Theoretical Background and Hypotheses Our conceptualization builds on theory and findings from two distinct bodies of research: social networks and technology acceptance and use. Prior work suggests that there is no single or all-encompassing social network theory [47]; however, social network scholars have long debated the relative explanatory power of two network patterns—team internal closure and team external bridging1—as determinants of individual and team outcomes [14]. The characteristics of internal closure and external bridging are a function of the ties that connect individuals in the network. These ties serve to facilitate or constrain the flow of information and norms. Prior research has identified two different types of ties on the basis of their function [40]: expressive ties and advice ties.
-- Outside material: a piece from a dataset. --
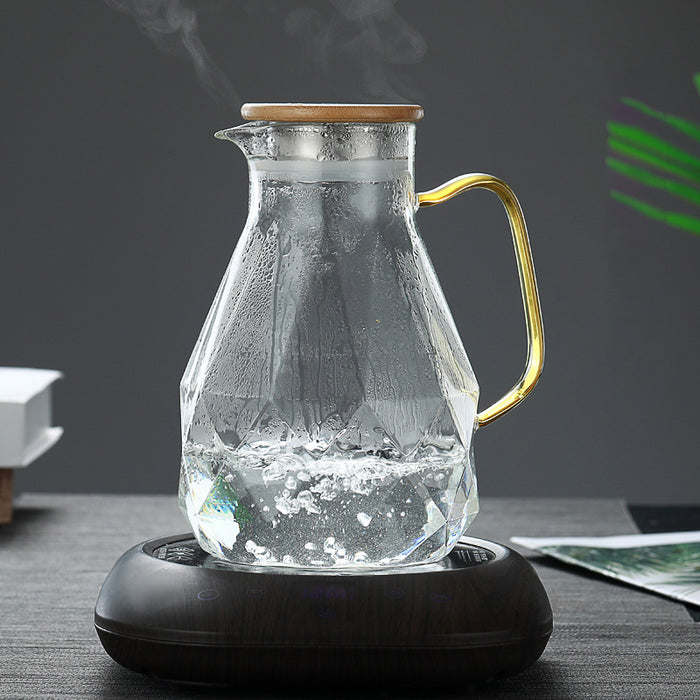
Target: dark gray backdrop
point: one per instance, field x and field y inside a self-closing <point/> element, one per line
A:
<point x="120" y="211"/>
Expressive ties are more likely to convey social support, values, and friendship, and information that is more affect-laden [40, 54]. By contrast, advice ties are considered pathways for work-related help [40, 96], where the primary objective is the exchange of information that is instrumental for accomplishing a task, such as using a specific technology effectively. While expressive and advice ties are not mutually exclusive, and an overlap in the two types of connections can occur [10], previous research suggests that focusing on advice networks is preferred when investigating task-related phenomena (e.g., [78, 93]). Given our objective of exploring the effects of network patterns on individual technology use for task-related purposes, we focus on advice-seeking ties that are predicated on the provision of informational resources to resolve uncertainty and achieve a specific task-related goal [23, 67, 118]. Our study examines the influence of a focal team’s network structure and that of the broader organizational network on an individual’s use of a new technology. Figure 1 summarizes the cross-level theoretical framework that provides the foundation for the specific research hypotheses.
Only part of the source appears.